The bone-setter was sent for, in conformity with a precept of the countess, who preferred a bone-setter at hand to the first surgeon in the world three hundred miles off. A horribly-complicated dressing, bristling with splints and bandages, was applied to the leg, with very respectful but formal injunctions not to move, and to remain in bed for six weeks.
Six weeks! and the sporting season good, and flights of partridges started every minute by the count's dogs, hunting now for their own pleasure, the door of the kennel being seldom closed; the horses neighing from sheer weariness, and the grooms giving themselves lumbago brightening up trappings that were now to lie unused.
The countess was a good reader, in spite of her eyeglass; she read untiringly, the result of which was to send the patient to sleep—infallible result; simply an affair of time; often in ten minutes, sometimes an hour Serge's breathing would become regular, the fever that colored his cheek bones would gradually disappear, and then the good mother, closing the book, would go about her duties as mistress of the house, leaving Mavra in charge of her son.
Gradually the needle of Mavra's embroidery work would slacken its motion, and for long hours her eyes remain fixed on the face of the sleeping young count. Daylight would decline, and no candles be brought, lest the healing rest should be disturbed.
Seated near the window in the deepening shadow, the outlines of her figure relieved against the pale blue autumn sky in which her dear stars were fast gathering, Mavra would lose herself in a vague infinite ecstasy as she sat gazing at her sleeping young master, whom her heart only could now see. At the first sign of his awaking she was on her feet with her hand upon the bell. On the arrival of the lamp Mavra would withdraw to the workroom. At night in her dreams she would continue her spiritual, almost mystical, contemplation of the beautiful fair head asleep on its pillow.
When Serge got well, she was the prey of an implacable, unconscious, immortal love. Henceforth she belonged to her idol. Present or absent, he was her adored master; for him alone she breathed. She would have almost hated the convalescence that day by day was taking him from her, had not the young man's weakness obliged him frequently to seek her aid. Supporting himself with a stick in one hand, and resting the other on Mavra's shoulder, he would walk round his room. She was happy and proud the day when, to give the countess a surprise, she led him thus into the little salon, where the countess, thinking he was asleep, was reading a devotional book. The agitated joy of the mother and the nervous gayety of the son brought tears to the eyes of the young peasant girl; but stoical, like all her race, she drove her tears back.
Serge walked alone with a stick, then without a stick, limping a little: by and by his firm elastic tread was heard again on the waxed oak floor. The northern early winter was come, snow already blocking up from time to time the seignorial mansion, then melting under the breath of a warmer wind, till the great winter blockade finally set in.

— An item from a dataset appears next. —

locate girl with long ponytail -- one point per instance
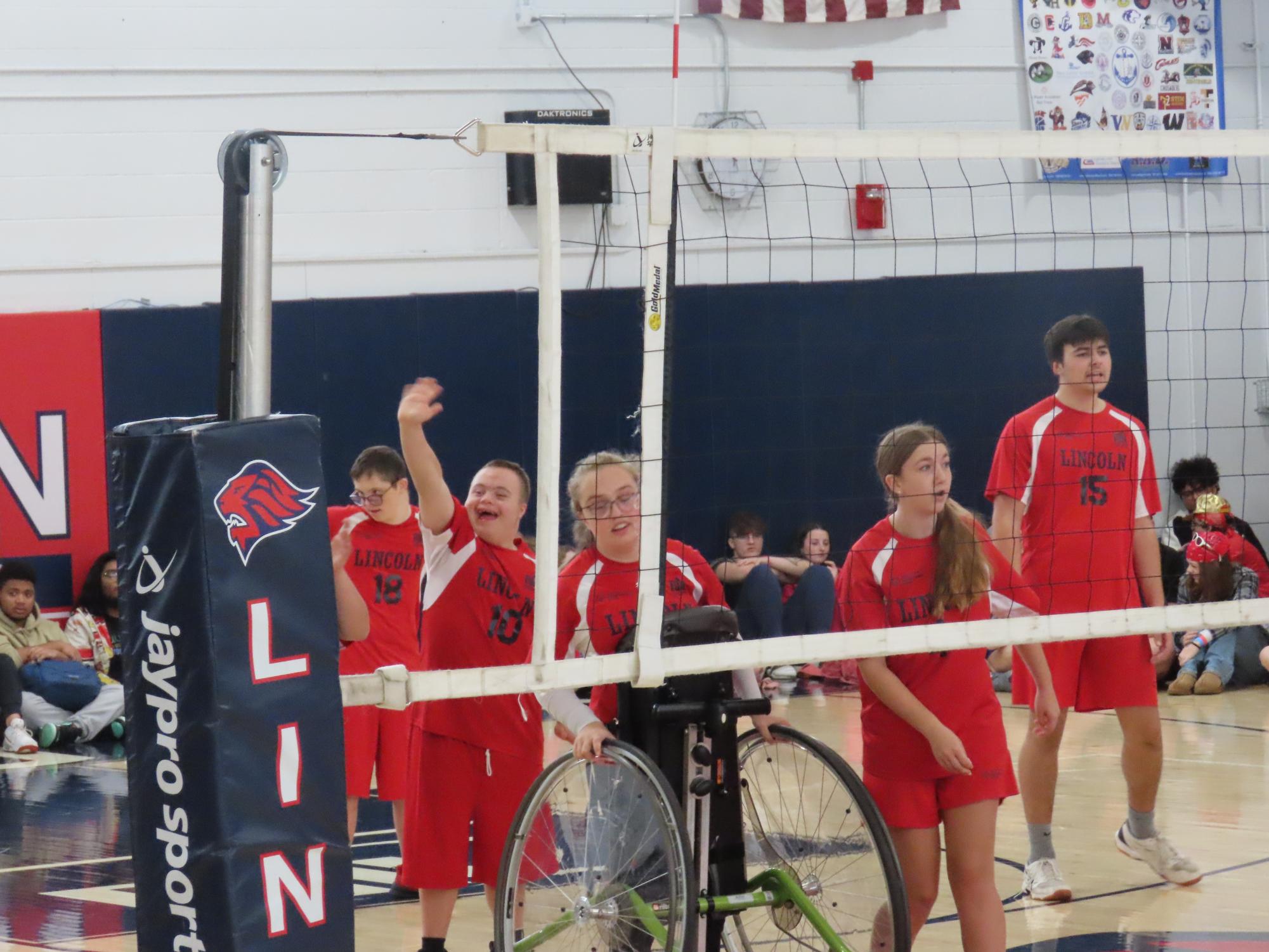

One day a sledge, lined with fur, drawn by spirited horses, clinking the bells that studded the harness, drew up before the door. Serge and his mother stepped into it, waving a friendly farewell to the household that crowded around with noisy benedictions. The countess was to pass the winter at St. Petersburg, where her son was to resume his service in the hussars of Grodno. When they were gone, when the heavy gate which Mavra had opened one beautiful August day was shut, and the snow fell slowly in large flakes, reflecting the colors of the prism, it shut out all the outer world from the inmates of the seignorial mansion.